Just as Jane opted not to follow her parents into journalism, it appears a Somerville dynasty in cardiology is not on the cards for now.

“My children are all quite good physicians and if they refer a case, they’ve usually got the diagnosis right.  But they didn’t want to become cardiologists, they thought it was too hard work and too little money.  So, they went into business, one is in the restaurant trade, another is a writer, my daughter, the first born, runs a business. So no, not one of them wanted to. But they’re all quite good and I think the youngest, Crispin, should have done medicine”.

The younger Somerville’s involvement has extended to The Somerville Foundation, where he proudly serves as a trustee for the charity.

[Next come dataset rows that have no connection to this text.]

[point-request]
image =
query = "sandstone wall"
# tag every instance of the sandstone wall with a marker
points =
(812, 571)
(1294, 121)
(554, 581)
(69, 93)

Its DNA is made up of a mission to support patients and has done so since 1993 – starting life as the Grown Up Congenital Heart Patients Association.

With initial funding obtained from The British Heart Foundation, it was founded by Professor Jane Somerville with the help of Judy Shedden MBE, whose son was under Jane’s care, and was able to register as a charity in 1994.

Jane revealed its roots are steeped in hearts and minds and could count on some vital allies to help get the patient association off the ground.

She said: “This was started as a patient association, I felt if they could talk to each other and find out there were other people like them, they wouldn’t be so lonely and get comfort to talk to someone like themselves and it might get some of their issues solved”.

“So, I thought if we had a patient association, they could start talking to each other and the association could deal with that.  That’s why it was formed for the patients.  Launched from the Brompton, there was a Chief Executive there called Bill Bain, he thought it was rather special and I got help and we did that”.

“We had the most marvellous woman called Belinda, who was a sort of psychotherapist patient helper, not a nurse, and she ran round and dealt with everything and helped the patient association enormously, she was quite marvellous.  Judy Shedden was there, she had a son, lovely boy, she was very soft and comforting, nice and sweet.  So, I asked her if she would come and help and be the sort of liaison, look after the patients and she was excellent”.

The financial support from The British Heart Foundation would also prove a key factor, as Jane recalls.

“The Director of BHF was a friend and subsequently helped us, I think we did a good job.  At that time, BHF did help small heart related charities, they helped them get off the ground and they were very good for a number of years.  Unfortunately, they changed their policy and withdrew the funding.

“That’s why we must raise money”.

Asking Jane to give the foundation its annual check-up, she urged for support from patients, now more than ever.

“I think the charity has got to do a lot more and I think it has helped a lot of patients, I think it could do more now, but it doesn’t have the money”.

“Of course, we have been through such a bad period because of Covid, and everything is a bit peculiar, but the foundation has kept going.  I think the patients themselves have got to love their foundation and do something for it”.

Despite it being renamed The Somerville Foundation, in honour of Professor Jane Somerville in 2012, I’ll leave the last word to the lady herself.

“It was a patient association and that’s what it is still, and the patients need it.  Call it what you like, it is for the patients.  Be your own doctor – know where your results are, know where all your things are and know what is the matter with you, carry a passport of sorts, to know all those things”.

*All details correct as time of print. Ref: Guch News Issue 100 – Autumn 21.